8.3 Anti-Abuse Systems
Monitor for: fake accounts, coordinated inauthentic behavior, engagement bots, account scraping, and spam rings.
9. Interview Tips
Focus on the Feed
The news feed is the core differentiator. Spend most of your time on the feed generation strategy (push vs. pull vs. hybrid) and ranking algorithm.
Common Mistakes
- Not addressing the celebrity problem (fan-out to millions)
- Using a simple chronological feed (real social networks use ML ranking)
- Forgetting privacy filters during feed generation
- Not discussing content moderation (critical for any social platform)
- Using a single database for everything (profiles, posts, graph need different storage engines)
Sample Interview Timeline (45 min)
| Time | Phase |
|---|---|
| 0-5 min | Requirements & scope |
| 5-10 min | Back-of-envelope: fan-out calculation |
| 10-18 min | High-level architecture |
| 18-28 min | Deep dive: news feed (push vs. pull vs. hybrid) |
| 28-35 min | Feed ranking |
| 35-40 min | Friend graph & privacy |
| 40-45 min | Notifications, moderation, trade-offs |
Key Talking Points
- Why hybrid fan-out?

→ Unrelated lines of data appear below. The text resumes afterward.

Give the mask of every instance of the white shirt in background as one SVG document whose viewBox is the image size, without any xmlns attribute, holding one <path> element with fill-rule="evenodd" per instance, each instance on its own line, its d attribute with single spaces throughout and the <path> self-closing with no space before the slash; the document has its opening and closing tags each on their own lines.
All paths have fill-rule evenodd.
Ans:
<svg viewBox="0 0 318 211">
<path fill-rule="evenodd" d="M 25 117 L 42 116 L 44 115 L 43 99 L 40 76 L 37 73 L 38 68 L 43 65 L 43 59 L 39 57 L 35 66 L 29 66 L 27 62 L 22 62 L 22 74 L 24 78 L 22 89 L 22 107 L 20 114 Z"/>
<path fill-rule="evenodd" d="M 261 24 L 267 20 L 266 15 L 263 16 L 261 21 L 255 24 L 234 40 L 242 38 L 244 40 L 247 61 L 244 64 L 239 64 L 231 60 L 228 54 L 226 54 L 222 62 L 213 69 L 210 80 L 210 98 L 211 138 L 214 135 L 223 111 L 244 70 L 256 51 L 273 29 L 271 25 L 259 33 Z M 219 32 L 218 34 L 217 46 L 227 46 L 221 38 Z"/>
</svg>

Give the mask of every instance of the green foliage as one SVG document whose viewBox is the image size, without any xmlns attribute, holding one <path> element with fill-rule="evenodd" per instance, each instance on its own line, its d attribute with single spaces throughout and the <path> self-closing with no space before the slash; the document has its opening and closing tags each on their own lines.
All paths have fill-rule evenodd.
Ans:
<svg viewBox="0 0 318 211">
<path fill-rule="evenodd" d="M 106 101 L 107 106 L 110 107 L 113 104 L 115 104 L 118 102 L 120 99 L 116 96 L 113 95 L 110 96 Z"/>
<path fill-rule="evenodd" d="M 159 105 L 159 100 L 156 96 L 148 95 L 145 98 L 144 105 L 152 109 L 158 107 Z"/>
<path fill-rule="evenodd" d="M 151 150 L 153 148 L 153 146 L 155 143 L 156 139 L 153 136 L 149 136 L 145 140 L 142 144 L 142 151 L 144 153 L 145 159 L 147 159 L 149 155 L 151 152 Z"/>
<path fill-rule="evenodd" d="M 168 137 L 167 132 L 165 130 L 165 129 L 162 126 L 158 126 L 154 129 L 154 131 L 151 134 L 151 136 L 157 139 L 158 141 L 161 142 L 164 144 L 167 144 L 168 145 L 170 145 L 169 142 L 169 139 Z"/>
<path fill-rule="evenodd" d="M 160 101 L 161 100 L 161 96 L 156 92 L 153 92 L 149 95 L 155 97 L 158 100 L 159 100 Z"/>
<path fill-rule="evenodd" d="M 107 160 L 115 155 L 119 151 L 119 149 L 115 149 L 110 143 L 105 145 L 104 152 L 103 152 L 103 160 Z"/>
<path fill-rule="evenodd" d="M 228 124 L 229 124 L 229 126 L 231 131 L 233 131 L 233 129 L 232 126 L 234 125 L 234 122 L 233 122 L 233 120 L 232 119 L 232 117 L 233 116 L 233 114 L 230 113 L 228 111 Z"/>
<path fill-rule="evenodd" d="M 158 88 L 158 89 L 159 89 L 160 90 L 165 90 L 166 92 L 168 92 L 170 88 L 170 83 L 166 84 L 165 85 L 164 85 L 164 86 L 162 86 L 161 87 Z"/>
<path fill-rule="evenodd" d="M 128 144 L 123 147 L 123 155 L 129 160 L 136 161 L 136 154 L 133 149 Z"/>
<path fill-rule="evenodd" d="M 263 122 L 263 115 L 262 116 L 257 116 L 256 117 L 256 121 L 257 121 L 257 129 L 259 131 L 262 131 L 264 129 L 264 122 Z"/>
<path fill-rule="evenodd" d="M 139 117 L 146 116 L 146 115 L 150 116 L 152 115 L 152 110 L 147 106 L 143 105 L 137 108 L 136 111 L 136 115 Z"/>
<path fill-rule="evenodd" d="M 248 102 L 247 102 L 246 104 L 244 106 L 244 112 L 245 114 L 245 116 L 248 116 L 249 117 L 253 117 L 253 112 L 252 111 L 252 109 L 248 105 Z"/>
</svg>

Pure push is infeasible for celebrities (10M writes per post). Pure pull is too slow (merge 300 friend timelines). Hybrid gives the best of both.
- How is the feed ranked? ML model considers: author affinity, post engagement signals, content type, recency, and diversity requirements.
- How to handle 2B users? Shard everything: user DB by user_id, posts by user_id + time, feed cache by user_id. Only cache active users.
- Privacy at scale? Privacy checks must be efficient because they run on every feed item. Cache friend lists in Redis sets for O(1) membership checks.
- Why Cassandra for posts? Time-series access pattern (latest posts by user), write-heavy workload, horizontal scalability across data centers.